Representatives of the Israeli government and the New York-based financial giant are discussing an investment in the country’s infrastructure, according to Prime Minister Benjamin Netanyahu’s top economic adviser Avi Simhon.

BlackRock expressed interest in an investment and Israel offered to help with any regulatory barriers, he said in an interview this month in Jerusalem, adding that it was too early for specifics. A spokeswoman for BlackRock in Israel declined to comment.

To cope with a low-interest rate world, investors have looked to real assets including infrastructure to wring greater returns not tied to stock and bond prices. BlackRock Chief Executive Officer Larry Fink has said the firm was chasing opportunities across the Middle East, broadening its reach to attract customers outside the U.S. in pursuit of what he sees as untapped potential abroad.

BlackRock, which has nearly $7 trillion in assets under management, joined KKR & Co. in February in agreeing to invest $4 billion in Abu Dhabi’s oil pipelines, securing two decades of guaranteed returns. In April, Fink was among executives in attendance at a financial summit in Riyadh, with BlackRock launching a dedicated Saudi exchange-traded fund tracking the kingdom’s mid- and large-cap companies.

Toehold in Israel

The money manager has already been increasing its presence in Israel, after opening its first office in the country two years ago. It’s partnered with local institutional investor Altshuler Shaham Group, and this summer cross-listed some of its exchange-traded funds on the Tel Aviv Stock Exchange.

Infrastructure may be next, especially now that the government is getting serious about giving the $370 billion economy a makeover. Netanyahu faces voters in a bid for reelection next month, potentially endangering his cabinet. Israel has the worst traffic congestion in the developed world.

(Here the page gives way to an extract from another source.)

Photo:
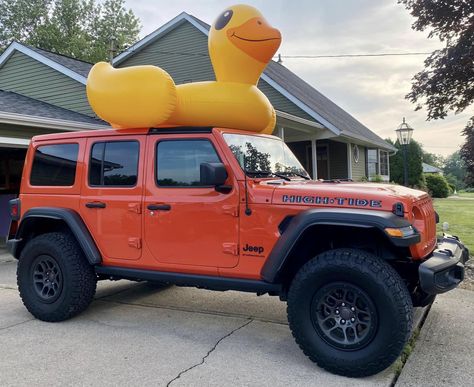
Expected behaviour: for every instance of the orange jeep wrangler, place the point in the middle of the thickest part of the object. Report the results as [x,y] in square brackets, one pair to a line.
[224,209]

The Jewish State will invest billions of shekels over the coming decade on projects that range from roads and ports, to a metro in the commercial hub of Tel Aviv. Public-private partnerships are one way that Israel is hoping to fund such spending.

Infrastructure Bonanza

A team appointed by Israel’s Finance Minister Moshe Kahlon in 2017 recommended significantly boosting infrastructure investment by 2030. Anticipated public-private partnerships will amount to about 48 billion shekels ($13.7 billion).

Simhon, the chair of Israel’s National Economic Council, said the country is dedicated to improving infrastructure and should boost spending. “We’ll do it even if it means increasing our budget deficit,” he said.